O ouro da terra Waiãpi interessa aos setores representados pelo Deputado Federal Antonio Feijão (PSDB/AP), que desde 1993 move campanha contra os índios Waiãpi e contra o Centro de Trabalho Indigenista, entidade parceira dos índios no seu processo de construção de autonomia. As almas dos Waiãpi são objeto de desejo de uma missão de fé, a New Tribes Mission, que também participa ativamente desta campanha, sob os auspícios do modelo assistencialista que a política indigenista governamental vem reforçando nos últimos meses. O controle paternalista do futuro do povo Waiãpi é o alvo dos funcionários da ADR Funai local, que para sustentar sua permanência no orgão, defendem práticas autoritárias contestadas pelos Waiãpi e por muitos outros grupos indígenas no país.

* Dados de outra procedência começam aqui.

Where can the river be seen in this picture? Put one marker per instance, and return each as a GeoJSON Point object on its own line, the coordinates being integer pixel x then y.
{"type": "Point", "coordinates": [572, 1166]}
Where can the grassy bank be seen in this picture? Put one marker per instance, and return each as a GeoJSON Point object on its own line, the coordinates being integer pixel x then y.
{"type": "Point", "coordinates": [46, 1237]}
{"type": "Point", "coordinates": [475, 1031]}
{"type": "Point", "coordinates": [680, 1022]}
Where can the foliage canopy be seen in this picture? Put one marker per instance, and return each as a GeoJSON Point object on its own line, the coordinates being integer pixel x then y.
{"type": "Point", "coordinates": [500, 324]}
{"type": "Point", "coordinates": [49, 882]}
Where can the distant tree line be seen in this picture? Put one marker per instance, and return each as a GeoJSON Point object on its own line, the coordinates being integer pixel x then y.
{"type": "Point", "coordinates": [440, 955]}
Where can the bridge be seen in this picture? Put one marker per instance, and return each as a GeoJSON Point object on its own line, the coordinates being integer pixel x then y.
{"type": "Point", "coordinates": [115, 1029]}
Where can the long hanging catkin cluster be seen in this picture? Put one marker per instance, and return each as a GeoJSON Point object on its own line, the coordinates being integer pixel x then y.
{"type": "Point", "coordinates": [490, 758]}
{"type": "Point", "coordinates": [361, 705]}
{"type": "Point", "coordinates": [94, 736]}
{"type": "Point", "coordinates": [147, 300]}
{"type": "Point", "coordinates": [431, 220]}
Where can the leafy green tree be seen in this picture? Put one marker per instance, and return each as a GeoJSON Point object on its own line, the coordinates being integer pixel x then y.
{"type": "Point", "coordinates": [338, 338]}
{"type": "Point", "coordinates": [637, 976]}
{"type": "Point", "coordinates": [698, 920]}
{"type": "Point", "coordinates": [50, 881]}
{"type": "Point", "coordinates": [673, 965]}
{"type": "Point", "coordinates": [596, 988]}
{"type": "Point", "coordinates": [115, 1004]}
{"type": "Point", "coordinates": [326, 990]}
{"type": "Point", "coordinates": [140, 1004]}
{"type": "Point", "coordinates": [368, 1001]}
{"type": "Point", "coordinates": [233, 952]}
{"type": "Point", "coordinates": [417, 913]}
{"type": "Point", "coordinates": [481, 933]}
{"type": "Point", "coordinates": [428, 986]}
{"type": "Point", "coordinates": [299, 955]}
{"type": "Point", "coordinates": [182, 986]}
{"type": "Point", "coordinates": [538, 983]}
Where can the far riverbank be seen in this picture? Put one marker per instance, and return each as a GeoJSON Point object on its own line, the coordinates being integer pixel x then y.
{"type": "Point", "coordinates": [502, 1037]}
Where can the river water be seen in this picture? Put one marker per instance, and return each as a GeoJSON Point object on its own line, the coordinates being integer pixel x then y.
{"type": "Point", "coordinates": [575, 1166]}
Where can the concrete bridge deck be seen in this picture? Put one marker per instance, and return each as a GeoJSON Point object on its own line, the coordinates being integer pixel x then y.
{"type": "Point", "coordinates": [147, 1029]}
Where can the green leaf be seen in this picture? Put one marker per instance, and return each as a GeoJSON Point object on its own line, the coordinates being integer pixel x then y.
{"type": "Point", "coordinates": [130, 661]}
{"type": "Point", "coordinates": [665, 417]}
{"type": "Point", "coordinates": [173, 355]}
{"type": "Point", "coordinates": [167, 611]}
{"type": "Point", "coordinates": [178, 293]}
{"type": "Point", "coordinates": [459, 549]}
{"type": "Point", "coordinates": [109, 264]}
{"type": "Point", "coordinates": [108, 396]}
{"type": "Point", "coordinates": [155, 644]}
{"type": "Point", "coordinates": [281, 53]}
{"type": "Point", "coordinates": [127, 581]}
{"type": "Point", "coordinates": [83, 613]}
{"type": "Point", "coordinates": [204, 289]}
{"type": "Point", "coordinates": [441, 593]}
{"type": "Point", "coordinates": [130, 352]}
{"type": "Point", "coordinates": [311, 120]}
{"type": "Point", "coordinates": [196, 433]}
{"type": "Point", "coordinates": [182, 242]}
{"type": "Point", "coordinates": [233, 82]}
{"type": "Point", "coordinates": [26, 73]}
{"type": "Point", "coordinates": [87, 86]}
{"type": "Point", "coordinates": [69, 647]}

A articulação entre o Deputado Antonio Feijão e funcionários da administração local da Funai em Macapá, resultou numa campanha de difamação contra o Centro de Trabalho Indigenista, organização não-govenamental que vem apoiando, desde 1991, demandas concretas da comunidade Waiãpi, representada pelo Conselho das Aldeias / Apina, nas áreas de educação, saúde, controle territorial e implantação de alternativas econômicas em formato social e ambientalmente sustentável. Todas essas ações são discutidas e executadas com a intensa participação das aldeias Waiãpi; como as ações do CTI na área são, sempre, fruto de iniciativas dos índios, eles se consideram autores dos projetos, cuja gestão eles pretendem assumir, com apoio da capacitação que os programas do CTI vem lhes fornecendo. Há dois meses, em decorrência da campanha de calúnias contra o CTI, essas atividades, de caráter assistencial, mas sobretudo educativo, foram interrompidas: o programa de saúde, realizado em convênio com a Secretaria de Saúde do Estado do Amapá; o programa de educação, também em parceria com orgãos estaduais, financiamento da Rainforest Foundation da Noruega e apoio do MEC; o programa de vigilância da Terra Waiãpi, executado em parceria com a Funai e recursos do PPTAL. E um programa de despoluição e recuperação ambiental de uma porção central da área indígena, devastada pelos garimpeiros invasores na década de 70, e que seria executado com apoio do Ministério do Meio Ambiente PD/A.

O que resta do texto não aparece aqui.